Los disturbios se desataron en momentos en que el equipo local se encaminaba a la derrota y los espectadores comenzaban a abandonar las instalaciones. De acuerdo con las imágenes de circuitos cerrados de la zona, la vía pública se convirtió rápidamente en un escenario de batalla campal, donde se registró un masivo intercambio de piedras y botellas.
En medio del caos, las grabaciones captaron a un hombre con abrigo negro y bermuda apuntando con un arma presuntamente hacia el sector donde se encontraban los uniformados, instante en el cual se produjo el disparo fatal.
La investigación del Ministerio Público se centra actualmente en esclarecer el origen exacto del proyectil, debido a que existen versiones encontradas que señalan que la bala mortal pudo haber provenido de las filas de los propios efectivos intervinientes.
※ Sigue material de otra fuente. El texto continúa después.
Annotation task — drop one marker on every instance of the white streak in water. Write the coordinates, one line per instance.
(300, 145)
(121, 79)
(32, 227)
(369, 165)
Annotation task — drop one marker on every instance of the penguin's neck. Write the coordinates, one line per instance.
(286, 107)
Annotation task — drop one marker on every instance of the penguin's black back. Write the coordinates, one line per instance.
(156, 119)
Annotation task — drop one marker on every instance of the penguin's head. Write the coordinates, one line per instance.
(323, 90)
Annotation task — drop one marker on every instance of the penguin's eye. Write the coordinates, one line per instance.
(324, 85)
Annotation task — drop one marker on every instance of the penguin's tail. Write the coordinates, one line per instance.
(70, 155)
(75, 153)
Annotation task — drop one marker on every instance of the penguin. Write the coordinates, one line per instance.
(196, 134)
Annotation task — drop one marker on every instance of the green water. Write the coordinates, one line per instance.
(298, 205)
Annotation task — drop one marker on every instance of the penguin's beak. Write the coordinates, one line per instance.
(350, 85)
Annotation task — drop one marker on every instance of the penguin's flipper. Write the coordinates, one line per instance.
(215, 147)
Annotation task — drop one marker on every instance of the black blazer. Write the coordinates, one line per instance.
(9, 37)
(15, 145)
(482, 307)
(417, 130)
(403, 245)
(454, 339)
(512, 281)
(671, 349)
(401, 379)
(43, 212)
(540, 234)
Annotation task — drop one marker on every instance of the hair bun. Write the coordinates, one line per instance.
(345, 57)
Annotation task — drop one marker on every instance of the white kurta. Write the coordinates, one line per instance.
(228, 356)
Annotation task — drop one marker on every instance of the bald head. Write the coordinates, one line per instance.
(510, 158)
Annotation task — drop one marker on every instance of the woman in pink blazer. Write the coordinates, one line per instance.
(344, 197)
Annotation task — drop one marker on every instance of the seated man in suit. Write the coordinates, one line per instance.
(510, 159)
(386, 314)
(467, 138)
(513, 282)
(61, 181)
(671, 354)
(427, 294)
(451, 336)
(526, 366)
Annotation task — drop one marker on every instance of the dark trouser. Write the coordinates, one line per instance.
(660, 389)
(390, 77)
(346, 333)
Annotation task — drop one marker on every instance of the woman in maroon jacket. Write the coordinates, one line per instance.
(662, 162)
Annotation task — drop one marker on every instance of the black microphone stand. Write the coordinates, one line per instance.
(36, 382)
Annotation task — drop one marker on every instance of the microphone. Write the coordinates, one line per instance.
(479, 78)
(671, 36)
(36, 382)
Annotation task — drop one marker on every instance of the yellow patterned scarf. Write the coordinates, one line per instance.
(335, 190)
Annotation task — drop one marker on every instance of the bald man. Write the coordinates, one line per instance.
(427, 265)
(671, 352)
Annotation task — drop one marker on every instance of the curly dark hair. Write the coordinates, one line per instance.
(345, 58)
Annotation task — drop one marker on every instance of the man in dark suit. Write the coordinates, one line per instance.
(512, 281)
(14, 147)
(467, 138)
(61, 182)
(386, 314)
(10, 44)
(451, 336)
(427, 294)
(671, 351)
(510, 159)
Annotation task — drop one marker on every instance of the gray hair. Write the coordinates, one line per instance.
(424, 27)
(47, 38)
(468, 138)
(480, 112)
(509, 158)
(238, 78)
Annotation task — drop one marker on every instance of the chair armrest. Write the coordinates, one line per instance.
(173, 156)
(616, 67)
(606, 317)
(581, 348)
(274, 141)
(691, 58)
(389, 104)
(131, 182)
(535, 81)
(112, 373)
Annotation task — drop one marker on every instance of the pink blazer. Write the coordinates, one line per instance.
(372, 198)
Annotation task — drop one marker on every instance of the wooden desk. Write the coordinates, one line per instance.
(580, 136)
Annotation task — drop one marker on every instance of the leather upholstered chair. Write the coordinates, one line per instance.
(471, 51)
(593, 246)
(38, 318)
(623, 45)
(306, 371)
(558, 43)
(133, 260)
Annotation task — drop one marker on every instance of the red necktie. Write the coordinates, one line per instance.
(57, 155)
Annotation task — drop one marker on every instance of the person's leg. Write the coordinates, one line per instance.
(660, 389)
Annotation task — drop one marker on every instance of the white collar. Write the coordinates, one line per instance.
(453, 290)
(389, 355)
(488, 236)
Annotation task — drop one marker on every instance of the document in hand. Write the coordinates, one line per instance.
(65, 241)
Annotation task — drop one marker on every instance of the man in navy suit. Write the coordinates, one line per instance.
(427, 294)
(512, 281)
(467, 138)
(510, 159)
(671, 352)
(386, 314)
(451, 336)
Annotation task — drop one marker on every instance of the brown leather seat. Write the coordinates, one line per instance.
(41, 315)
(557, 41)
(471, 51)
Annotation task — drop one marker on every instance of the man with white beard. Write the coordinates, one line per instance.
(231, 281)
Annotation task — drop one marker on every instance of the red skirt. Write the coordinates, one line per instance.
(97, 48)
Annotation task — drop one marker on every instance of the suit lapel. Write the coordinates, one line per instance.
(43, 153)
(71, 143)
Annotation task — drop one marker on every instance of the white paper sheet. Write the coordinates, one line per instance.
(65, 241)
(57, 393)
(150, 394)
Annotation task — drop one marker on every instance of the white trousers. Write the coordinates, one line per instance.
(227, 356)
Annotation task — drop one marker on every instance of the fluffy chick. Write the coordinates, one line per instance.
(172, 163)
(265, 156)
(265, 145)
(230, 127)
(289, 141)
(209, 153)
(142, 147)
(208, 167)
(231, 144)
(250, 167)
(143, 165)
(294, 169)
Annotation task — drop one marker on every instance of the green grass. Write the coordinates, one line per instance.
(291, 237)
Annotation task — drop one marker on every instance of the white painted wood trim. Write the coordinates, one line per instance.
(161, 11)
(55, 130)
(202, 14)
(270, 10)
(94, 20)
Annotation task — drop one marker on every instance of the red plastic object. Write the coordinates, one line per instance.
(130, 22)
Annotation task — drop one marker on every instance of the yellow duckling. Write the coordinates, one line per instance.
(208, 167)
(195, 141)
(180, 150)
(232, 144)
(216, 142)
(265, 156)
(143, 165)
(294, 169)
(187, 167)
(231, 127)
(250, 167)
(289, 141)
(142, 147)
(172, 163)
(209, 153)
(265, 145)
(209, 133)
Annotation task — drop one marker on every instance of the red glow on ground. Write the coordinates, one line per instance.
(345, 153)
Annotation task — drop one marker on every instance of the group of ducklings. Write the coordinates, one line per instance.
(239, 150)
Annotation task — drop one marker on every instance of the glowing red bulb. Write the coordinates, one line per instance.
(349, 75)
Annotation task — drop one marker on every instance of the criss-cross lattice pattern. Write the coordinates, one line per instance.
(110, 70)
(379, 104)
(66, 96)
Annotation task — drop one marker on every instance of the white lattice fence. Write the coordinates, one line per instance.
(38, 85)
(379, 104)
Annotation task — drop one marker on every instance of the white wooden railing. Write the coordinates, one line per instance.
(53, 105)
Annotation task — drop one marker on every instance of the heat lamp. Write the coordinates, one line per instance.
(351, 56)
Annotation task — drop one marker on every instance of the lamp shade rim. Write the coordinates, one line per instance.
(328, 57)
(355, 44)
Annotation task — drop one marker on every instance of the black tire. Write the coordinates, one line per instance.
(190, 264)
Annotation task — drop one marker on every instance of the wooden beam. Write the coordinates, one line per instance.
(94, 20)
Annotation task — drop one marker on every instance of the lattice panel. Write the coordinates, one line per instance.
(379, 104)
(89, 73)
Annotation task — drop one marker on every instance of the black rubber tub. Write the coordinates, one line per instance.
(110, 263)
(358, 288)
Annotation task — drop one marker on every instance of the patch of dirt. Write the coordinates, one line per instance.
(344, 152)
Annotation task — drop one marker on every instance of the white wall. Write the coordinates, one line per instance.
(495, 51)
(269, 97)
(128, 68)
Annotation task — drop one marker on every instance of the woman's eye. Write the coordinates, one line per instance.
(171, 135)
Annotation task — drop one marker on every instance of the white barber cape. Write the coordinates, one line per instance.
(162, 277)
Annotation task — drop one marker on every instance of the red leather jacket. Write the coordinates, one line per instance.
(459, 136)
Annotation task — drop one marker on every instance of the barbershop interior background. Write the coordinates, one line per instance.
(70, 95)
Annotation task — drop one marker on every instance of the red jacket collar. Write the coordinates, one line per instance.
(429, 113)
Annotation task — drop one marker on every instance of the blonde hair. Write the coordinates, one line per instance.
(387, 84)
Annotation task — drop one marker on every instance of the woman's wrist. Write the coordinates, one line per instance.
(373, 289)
Ante esta situación, la Fiscalía ordenó la realización de pruebas de residuos de disparo a todos los agentes asignados a la cobertura de seguridad, además de disponer una autopsia forense que será clave para determinar el calibre, la trayectoria del proyectil y el arma utilizada.
El trágico suceso provocó pánico y conmoción entre los vecinos de los alrededores, quienes relataron haber vivido minutos de extrema zozobra por la balacera. Una pobladora cuya vivienda colinda con el estadio relató que se vio obligada a cerrar su negocio de urgencia y ocultar a sus hijos dentro de un ropero por temor a los proyectiles perdidos, lamentando que, si bien las peleas entre facciones son habituales en el lugar, la violencia nunca antes había escalado a un nivel de letalidad similar.